6 hour graph showing CPU dropping 100% to 25% and load dropping to almost nothing
Isn’t That the Most Beautiful Graph?

I’m jumping ahead a little bit, but when we finished this call, I thanked Tage profusely, and he said, “This was all worth it to see that graph.”

Back on the security rules page, we can see my fancy new rate-limiting rule, but it also shows the number of Events blocked in the last 24 hours. As of the time of my writing this up, which was a few days after Tage and I finished our play date, it shows only 117 events blocked with a tiny little graph.

Cloudflare graph of Events blocked by rate limiting in the last 24 hours.
Tiny Graph Showing Blocked IP Addresses

If I select the number of events, I can see the country of origin and the IP address for each event. I suspect that each IP address is sending zillions of requests each. Right after we first set up the rate-limiting rules, we saw 94 requests almost immediately, and then the graph dropped to zero. The vast majority (all but a half dozen) were coming from Singapore. Now that it’s been a few days, the bots seem to be coming from many different countries, including Singapore. Maybe most of the Singapore bots got offended by my rate limiting them and moved on.

While this is most definitely a whack-a-mole effort, after months and months of this, I can’t tell you how great it feels to have this server hammering slowed way down.

WordPress Plugin Updates – SELinux is to Blame

Tage had one more action item on my list, and that was to figure out why WordPress couldn’t run auto-updates to my plugins. Even I couldn’t push the button in the WordPress interface to update them without being hit by a request to supply my FTP credentials.

Again, this was something I couldn’t have solved on my own, and ChatGPT wasn’t even any help. Tage guessed that Security-Enhanced Linux (aka SELinux) was not giving permission to read and write to my WordPress directory. For the full-scale nerds, I dropped the command into the shownotes that fixed the problem.

# semanage fcontext -a -t httpd_sys_rw_content_t "/srv/websites/podfeet/public_html/blog(/.*)?"
# restorecon -Rv /srv/websites/podfeet/public_html/blog/

In future, I plan on always blaming SELinux when things go wrong. Gained a few pounds over the weekend? Probably SELinux. Can’t find my glasses? I bet SELinux moved them. Goofed around too much on TikTok? SELinux made me do it.

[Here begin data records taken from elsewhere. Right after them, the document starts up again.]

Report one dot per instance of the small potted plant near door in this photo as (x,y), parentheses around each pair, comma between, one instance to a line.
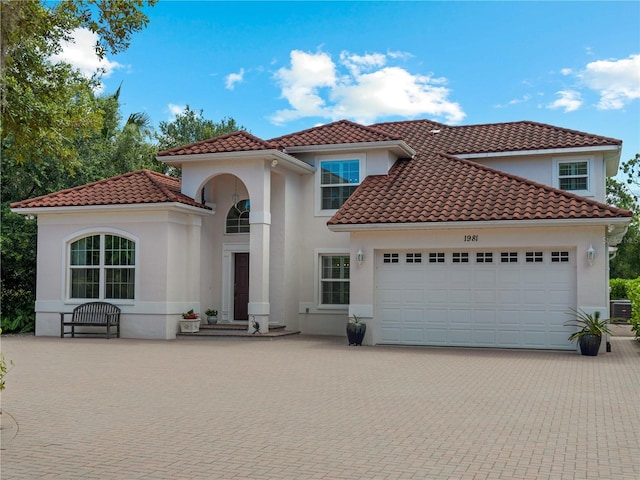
(592,327)
(212,316)
(356,330)
(190,322)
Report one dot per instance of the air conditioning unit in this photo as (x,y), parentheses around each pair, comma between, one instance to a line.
(620,310)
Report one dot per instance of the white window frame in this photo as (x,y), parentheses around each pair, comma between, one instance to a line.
(102,267)
(589,175)
(324,252)
(360,157)
(226,231)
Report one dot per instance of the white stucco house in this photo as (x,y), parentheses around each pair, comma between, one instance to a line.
(478,235)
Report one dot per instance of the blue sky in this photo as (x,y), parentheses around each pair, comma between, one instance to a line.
(279,67)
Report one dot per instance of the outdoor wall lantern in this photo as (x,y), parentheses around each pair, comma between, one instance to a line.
(591,254)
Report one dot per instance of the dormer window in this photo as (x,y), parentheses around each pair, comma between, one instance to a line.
(573,175)
(238,217)
(338,177)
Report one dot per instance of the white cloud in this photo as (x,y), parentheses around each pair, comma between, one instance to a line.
(233,78)
(367,90)
(569,100)
(80,53)
(175,110)
(616,81)
(357,63)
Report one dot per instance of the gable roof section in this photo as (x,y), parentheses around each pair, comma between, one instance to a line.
(340,132)
(239,141)
(139,187)
(450,189)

As soon as we beat SELinux into submission, I was able to update my WordPress plugins to keep my site safe again.

One More Thing

After I finished writing up this article, I pushed the Send to Blog button in MarsEdit. I had a lot of screenshots attached, but it seemed to take longer than expected. After about a minute, an error popped up saying it couldn’t upload the file. Oh no… did all of our great work to block bots from attacking XML-RPC block MarsEdit?

MarsEdit error saying it cannot upload the file.
What Have I Done?

I popped back over to Cloudflare, clicked on the little graph showing a big spike in blocks, and opened the first in the list of IP addresses. Sure enough, it was my IP address. It even helpfully told me that the user agent was MarsEdit.

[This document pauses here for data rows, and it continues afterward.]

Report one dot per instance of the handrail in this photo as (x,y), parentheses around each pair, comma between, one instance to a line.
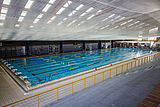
(84,78)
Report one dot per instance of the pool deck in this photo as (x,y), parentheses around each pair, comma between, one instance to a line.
(10,92)
(126,90)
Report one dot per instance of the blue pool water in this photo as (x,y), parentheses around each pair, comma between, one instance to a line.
(43,69)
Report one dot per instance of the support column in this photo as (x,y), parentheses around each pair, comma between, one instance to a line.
(61,47)
(99,44)
(84,46)
(111,43)
(27,49)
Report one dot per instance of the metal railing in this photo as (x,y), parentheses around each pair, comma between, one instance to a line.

Cloudflare showing MarsEdit getting blocked.
Confirmed MarsEdit is Blocked by Cloudflare

I went into the rules and changed it to 10 requests every 10 seconds, which might be more than I need, AND might start letting bots attack again, but I’m confident I can tweak that number until I can legitimately post to the blog from MarsEdit without any bots tailgating in behind me.

Bottom Line

The bottom line is that I know how incredibly lucky I am to be surrounded by a helpful community of nerds to help me when I don’t know how to do things. Tage has proven himself to be a peach of a human being whom I’m happy to call my friend. He never makes me feel stupid or even unknowledgeable when he pulls off these feats of genius, and he seems to genuinely enjoy helping me.

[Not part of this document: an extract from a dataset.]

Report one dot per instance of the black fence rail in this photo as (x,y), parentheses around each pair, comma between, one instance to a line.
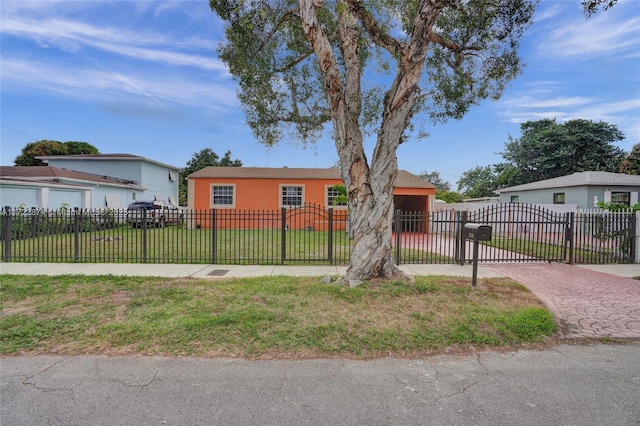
(310,234)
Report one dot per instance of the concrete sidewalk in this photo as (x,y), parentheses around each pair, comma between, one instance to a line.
(566,385)
(238,271)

Here’s each of my fingers and toes crossed that we’ve finally banished these demon bots for good.

2 thoughts on “Demon Bots, I Rebuke Thee!

  1. Bill - October 13, 2025

    Cheering

  2. Allison Sheridan - October 13, 2025

    I know you’re happy for me, but I bet you’re really happy it didn’t have to be you this time! It’s so lovely to have a deep bench and I don’t take it for granted.